Jonas Vingegaard (Visma-Lease A Bike) completed another dominant outing at O Gran Camiño by winning the final summit finish to Monte Aloia to seal final overall victory. It marks the second year in succession that the Dane has racked up a hat-trick of stage wins and the yellow jersey at the Galician race.
The final day was blighted by miserable weather, leading the organiser to change the configuration of the stage. The peloton was initially scheduled to make two ascents of Monte Aloia, but, due to the conditions, that was reduced to just the final haul to the finish.
Lenny Martinez (Groupama-FDJ) sparked the winning move when he attacked with 3km of the climb remaining. Vingegaard, inevitably, came with him and the Dane would proceed to burn off his young companion to claim the stage honours.
Martinez rode strongly to hold onto second place, 15 seconds behind Vingegaard, while Hugh Carthy (EF Education-EasyPost) led Egan Bernal (Ineos) and Jefferson Cepeda (Caja Rural-Seguros RGA) home a further half a minute behind.
In the overall standings, Vingegaard ended the race with an advantage of 1:55 over Martinez, while Bernal took third at 2:11 for his first podium finish in a stage race since he suffered life-threatening injuries in a training crash in January 2022.
Results
The rain began to teem down yet again in O Gran Camiño, just as the 109 riders left the start town of Pontereas for the final and toughest day of the 2024 race. Midway through the stage, the organisation took the decision to cut the first ascent of Monte Aloia from the route because of the extremely rough weather, reducing the stage distance from 162 kilometres to 132.
An early attack by Neilson Powless (EF Education First-EasyPost) was initially followed by fellow American Will Barta (Movistar), Gianluca Brambilla (Q36.5) and Portuguese racer Joaquim Silva (Efapel), already in the break of the day on stage 3.

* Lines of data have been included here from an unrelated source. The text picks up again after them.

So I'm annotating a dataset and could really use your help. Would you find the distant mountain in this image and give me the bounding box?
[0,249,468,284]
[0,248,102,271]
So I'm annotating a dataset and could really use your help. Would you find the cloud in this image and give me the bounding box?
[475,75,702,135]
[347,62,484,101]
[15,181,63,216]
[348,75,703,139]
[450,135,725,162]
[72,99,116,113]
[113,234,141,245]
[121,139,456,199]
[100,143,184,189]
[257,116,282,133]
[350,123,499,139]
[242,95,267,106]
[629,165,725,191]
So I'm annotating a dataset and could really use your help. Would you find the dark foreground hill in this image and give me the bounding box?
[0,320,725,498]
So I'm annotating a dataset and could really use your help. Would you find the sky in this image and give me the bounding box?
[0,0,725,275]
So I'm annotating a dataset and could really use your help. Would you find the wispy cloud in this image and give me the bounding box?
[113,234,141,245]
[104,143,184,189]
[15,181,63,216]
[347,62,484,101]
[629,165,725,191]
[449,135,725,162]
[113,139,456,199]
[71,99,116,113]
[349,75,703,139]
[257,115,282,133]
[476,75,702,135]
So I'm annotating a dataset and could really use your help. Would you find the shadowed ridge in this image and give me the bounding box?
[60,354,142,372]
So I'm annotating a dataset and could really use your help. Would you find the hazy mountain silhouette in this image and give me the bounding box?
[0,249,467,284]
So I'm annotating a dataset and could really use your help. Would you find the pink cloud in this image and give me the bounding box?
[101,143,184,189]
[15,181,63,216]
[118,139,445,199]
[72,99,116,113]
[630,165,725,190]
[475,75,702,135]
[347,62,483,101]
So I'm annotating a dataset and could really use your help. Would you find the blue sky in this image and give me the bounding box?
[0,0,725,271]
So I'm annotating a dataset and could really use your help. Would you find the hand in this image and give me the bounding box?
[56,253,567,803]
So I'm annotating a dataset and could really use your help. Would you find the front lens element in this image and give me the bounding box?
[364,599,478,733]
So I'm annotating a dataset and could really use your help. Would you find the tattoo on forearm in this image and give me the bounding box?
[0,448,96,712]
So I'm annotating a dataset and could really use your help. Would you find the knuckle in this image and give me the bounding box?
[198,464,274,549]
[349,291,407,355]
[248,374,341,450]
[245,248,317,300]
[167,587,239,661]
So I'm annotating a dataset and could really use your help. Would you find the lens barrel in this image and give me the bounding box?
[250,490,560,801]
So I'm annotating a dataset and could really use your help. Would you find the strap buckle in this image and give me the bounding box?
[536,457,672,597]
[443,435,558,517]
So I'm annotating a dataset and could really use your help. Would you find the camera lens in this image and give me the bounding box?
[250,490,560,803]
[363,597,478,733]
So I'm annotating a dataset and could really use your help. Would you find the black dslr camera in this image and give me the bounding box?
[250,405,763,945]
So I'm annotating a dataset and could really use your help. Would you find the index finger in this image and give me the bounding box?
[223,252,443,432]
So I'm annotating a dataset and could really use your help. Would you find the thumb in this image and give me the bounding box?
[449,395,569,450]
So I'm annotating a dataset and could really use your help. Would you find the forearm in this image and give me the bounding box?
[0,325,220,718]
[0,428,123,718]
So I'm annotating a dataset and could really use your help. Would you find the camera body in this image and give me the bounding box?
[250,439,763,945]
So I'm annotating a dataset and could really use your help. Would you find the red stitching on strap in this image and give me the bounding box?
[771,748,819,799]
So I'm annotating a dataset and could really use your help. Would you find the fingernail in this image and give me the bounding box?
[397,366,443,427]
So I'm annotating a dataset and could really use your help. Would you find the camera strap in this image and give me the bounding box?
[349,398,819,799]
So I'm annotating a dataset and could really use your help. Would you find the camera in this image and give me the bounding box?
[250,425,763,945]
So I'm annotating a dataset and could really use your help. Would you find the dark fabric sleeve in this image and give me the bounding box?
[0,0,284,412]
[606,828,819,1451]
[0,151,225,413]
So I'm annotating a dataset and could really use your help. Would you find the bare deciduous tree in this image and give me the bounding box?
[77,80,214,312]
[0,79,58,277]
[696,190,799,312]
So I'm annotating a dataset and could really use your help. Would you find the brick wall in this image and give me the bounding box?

Powless ploughed on regardless despite having a minimal advantage over his pursuers, who were quickly sucked by in by the peloton, and finally after some 30 kilometres of racing he was joined by Uraguay’s Eric Fagundo (Burgos-BH), Basque Asier Etxebarría (Euskatel-Euskadi), Silva and his Efapel teammate Pedro Pinto, and fellow Portuguese rider Rafael Reis (Sabgal).
As the rain continued to bucket down, the sextet opened up a gap of just over 3:00 on the long approach to the two decisive ascents, the cat 2 Alto de San Cosme and the windy, narrow ascent to Monte Aloia. Fagundez, at 2:47 overall, moved briefly into the overall lead.
The six reached the foot of San Cosme with their advantage all but intact as the wind touched speeds of 80kmh, heavy rain relentlessly battered the race and the TV broadcast, delayed due to the extreme weather conditions. Thankfully there were comparatively warm temperatures compared to stage 2, around 10 degrees.
By the summit the gap remained stable, allowing the half dozen to begin to dream of a possible stage win, although the hardest ascent still remained. By the time they reached the final intermediate sprint of the day, with 14 kilometres to go, the advantage shrank dramatically, to just over a minute, thanks to Visma-Lease A Bike.
At the foot of the Monte Aloia, the gap had dropped to 50 seconds and continued to shrink fast, with Fagundez, Silva and an Italian racer who bridged across, Walter Calzoni (Q36.5).